I spent that night at St. David’s, prohibited from moving my right leg, the one adjacent to the groin wound where the catheter had gone. The plastic sheath was still in place, allowing an attractive young nurse named Lisa to check the treated artery from time to time. After six hours, Lisa removed the sheath and stood over me for about thirty minutes, pressing firmly on the spot where the sheath had been, preventing the artery from hemorrhaging.  

I lay quietly, smelling the freshness of her hair, making small talk, thinking disconnected thoughts. I thought about my friend Bud Shrake, who is three years older than I am and had also suffered from afib.

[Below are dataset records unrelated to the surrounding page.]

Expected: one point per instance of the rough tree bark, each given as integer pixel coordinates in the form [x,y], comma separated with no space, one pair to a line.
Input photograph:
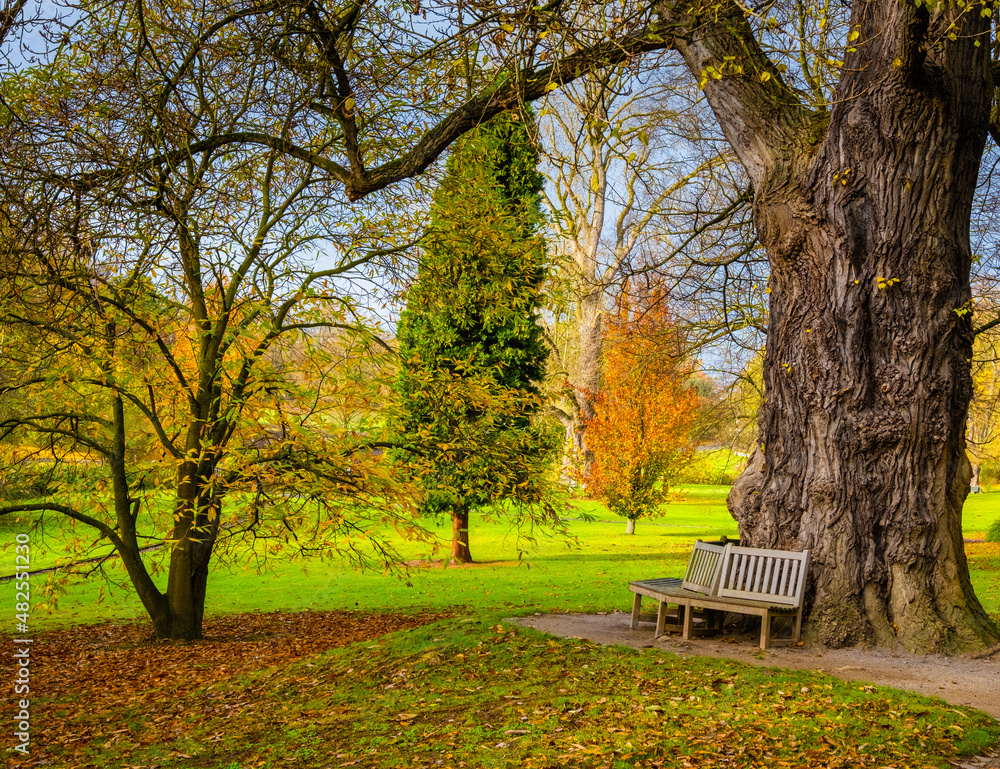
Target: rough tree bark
[460,552]
[864,212]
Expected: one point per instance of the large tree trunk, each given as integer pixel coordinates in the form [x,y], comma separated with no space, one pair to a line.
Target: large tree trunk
[867,378]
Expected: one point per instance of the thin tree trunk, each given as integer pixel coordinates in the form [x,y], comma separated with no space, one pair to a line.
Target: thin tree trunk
[460,552]
[196,527]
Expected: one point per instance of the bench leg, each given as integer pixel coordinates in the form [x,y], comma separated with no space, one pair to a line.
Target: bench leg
[765,630]
[661,618]
[636,602]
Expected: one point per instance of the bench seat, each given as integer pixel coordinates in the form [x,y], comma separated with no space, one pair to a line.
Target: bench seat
[754,581]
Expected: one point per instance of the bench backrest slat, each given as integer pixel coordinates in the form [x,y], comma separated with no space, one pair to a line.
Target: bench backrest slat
[704,568]
[764,575]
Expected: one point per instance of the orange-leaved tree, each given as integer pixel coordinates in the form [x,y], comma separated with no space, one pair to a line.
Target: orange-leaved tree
[641,434]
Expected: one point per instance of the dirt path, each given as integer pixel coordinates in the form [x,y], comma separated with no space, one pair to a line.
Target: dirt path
[957,680]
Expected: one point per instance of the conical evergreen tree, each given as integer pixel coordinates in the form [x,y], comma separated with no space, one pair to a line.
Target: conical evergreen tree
[471,347]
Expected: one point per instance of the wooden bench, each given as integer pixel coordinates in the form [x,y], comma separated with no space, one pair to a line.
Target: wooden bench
[765,583]
[701,578]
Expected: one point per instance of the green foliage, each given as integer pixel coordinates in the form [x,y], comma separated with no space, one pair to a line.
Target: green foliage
[471,348]
[518,572]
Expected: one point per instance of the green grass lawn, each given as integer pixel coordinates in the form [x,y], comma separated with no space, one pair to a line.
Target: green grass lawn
[475,692]
[589,572]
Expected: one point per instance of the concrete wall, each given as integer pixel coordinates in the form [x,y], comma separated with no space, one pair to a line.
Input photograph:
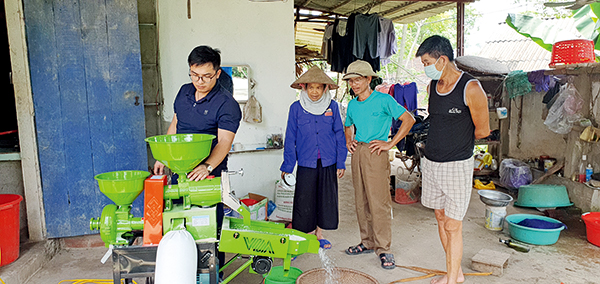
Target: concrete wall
[529,137]
[11,182]
[260,35]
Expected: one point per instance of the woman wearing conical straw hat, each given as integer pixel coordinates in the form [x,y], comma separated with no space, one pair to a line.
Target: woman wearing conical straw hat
[315,140]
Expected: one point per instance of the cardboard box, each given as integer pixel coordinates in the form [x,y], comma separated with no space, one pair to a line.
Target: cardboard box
[258,211]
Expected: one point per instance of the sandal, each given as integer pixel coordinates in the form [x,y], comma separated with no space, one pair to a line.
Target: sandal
[324,244]
[387,258]
[360,248]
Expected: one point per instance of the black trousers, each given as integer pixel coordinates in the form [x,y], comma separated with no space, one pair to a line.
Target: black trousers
[316,198]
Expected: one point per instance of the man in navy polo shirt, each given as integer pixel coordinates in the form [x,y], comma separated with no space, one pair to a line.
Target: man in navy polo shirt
[204,106]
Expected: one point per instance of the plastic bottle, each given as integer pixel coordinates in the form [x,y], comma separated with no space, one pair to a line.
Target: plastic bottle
[589,171]
[516,245]
[582,169]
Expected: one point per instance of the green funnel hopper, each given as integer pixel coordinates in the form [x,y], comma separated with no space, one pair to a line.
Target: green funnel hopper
[180,152]
[122,187]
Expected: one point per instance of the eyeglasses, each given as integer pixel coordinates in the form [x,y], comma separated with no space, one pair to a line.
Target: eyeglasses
[356,80]
[195,77]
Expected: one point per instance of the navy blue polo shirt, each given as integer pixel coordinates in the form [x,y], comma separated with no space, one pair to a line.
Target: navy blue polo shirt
[218,110]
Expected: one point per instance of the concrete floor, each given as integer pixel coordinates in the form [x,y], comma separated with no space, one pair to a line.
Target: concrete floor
[572,260]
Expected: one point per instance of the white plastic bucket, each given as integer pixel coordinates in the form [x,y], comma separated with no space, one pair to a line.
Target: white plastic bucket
[494,217]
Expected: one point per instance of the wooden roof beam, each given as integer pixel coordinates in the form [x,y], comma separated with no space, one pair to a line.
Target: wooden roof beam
[340,4]
[441,4]
[367,7]
[398,8]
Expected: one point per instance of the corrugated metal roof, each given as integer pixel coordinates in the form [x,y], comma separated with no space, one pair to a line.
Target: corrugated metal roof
[402,12]
[310,34]
[519,52]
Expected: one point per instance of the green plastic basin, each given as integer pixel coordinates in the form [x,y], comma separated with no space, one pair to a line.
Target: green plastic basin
[275,276]
[122,187]
[532,236]
[543,196]
[180,152]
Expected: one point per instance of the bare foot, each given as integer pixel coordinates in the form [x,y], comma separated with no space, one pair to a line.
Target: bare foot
[444,279]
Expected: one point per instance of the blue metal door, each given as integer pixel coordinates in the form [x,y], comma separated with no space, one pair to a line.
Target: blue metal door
[86,78]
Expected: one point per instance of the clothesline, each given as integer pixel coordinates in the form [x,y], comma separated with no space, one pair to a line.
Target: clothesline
[409,73]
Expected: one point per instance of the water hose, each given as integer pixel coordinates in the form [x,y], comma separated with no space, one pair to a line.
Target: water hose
[431,273]
[89,281]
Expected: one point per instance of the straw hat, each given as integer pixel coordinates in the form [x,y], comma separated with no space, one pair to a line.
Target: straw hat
[359,68]
[314,75]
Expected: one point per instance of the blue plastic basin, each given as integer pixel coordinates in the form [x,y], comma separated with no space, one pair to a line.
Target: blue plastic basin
[532,235]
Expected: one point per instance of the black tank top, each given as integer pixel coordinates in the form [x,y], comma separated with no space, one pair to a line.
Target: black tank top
[451,135]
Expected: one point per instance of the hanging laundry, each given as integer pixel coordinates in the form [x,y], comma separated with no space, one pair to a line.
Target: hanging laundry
[341,54]
[327,43]
[366,33]
[387,44]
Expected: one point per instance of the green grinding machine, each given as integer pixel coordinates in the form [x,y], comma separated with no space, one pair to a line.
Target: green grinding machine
[261,241]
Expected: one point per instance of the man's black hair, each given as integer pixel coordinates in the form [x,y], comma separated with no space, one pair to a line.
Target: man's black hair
[436,46]
[205,54]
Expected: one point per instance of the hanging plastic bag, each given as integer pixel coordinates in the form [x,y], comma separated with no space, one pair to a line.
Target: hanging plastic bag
[253,110]
[564,110]
[514,173]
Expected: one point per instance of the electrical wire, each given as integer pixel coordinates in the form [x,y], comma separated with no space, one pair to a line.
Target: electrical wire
[89,281]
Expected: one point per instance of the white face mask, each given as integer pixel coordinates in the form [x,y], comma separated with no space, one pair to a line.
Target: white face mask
[432,72]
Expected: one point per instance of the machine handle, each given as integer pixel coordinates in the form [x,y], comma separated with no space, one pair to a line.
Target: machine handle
[240,172]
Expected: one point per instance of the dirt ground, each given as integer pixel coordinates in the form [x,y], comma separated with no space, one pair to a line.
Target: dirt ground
[572,260]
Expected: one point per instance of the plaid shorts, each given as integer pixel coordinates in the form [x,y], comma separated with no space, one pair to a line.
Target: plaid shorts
[447,186]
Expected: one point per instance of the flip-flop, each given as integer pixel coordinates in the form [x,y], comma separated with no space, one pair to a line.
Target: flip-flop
[387,258]
[325,244]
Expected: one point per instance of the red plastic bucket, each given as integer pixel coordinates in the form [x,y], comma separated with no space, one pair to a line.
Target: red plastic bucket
[9,227]
[592,224]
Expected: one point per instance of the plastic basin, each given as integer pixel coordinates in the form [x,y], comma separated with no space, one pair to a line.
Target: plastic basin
[494,198]
[592,225]
[532,236]
[276,276]
[180,152]
[336,275]
[122,187]
[543,196]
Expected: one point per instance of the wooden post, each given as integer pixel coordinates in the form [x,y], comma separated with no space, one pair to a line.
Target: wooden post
[25,119]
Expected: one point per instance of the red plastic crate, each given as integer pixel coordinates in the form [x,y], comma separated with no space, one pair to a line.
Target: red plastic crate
[572,52]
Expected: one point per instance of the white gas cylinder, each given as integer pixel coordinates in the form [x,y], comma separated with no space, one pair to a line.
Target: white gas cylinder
[176,259]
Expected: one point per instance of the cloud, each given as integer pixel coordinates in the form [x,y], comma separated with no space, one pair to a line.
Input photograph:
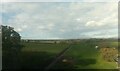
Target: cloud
[61,20]
[60,0]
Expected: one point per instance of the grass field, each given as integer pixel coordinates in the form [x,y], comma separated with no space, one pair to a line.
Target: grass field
[80,55]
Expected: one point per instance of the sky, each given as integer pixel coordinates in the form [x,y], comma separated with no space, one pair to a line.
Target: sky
[61,20]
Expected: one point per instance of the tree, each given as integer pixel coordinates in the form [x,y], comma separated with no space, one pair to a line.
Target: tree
[10,47]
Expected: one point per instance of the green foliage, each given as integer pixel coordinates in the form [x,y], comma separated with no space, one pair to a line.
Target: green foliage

When we get together with other old farts, we talk about drugs—just like we did fifty years ago—except now the subjects are medications for heart disease, diabetes, high blood pressure, and failing kidneys. After a trip to his proctologist a few weeks ago, Shrake told me that the highlight of the visit was when a nurse looked up his rectum with a flashlight. She told him that she had been Miss Teenage Fort Worth back in the late fifties, at roughly the same time the two of us were rival police reporters in the same city. “I had a vision of us drinking beer in that bar across from the police station,” he told me. “And suddenly I would say, ‘Boys, call me crazy, but in some distant future, me and Miss Teenage Fort Worth are going to be alone in a room together, and you’re not going to believe what she’s doing.’’’ 

Yeah, old guys dream too. I can’t wait to tell him about Lisa.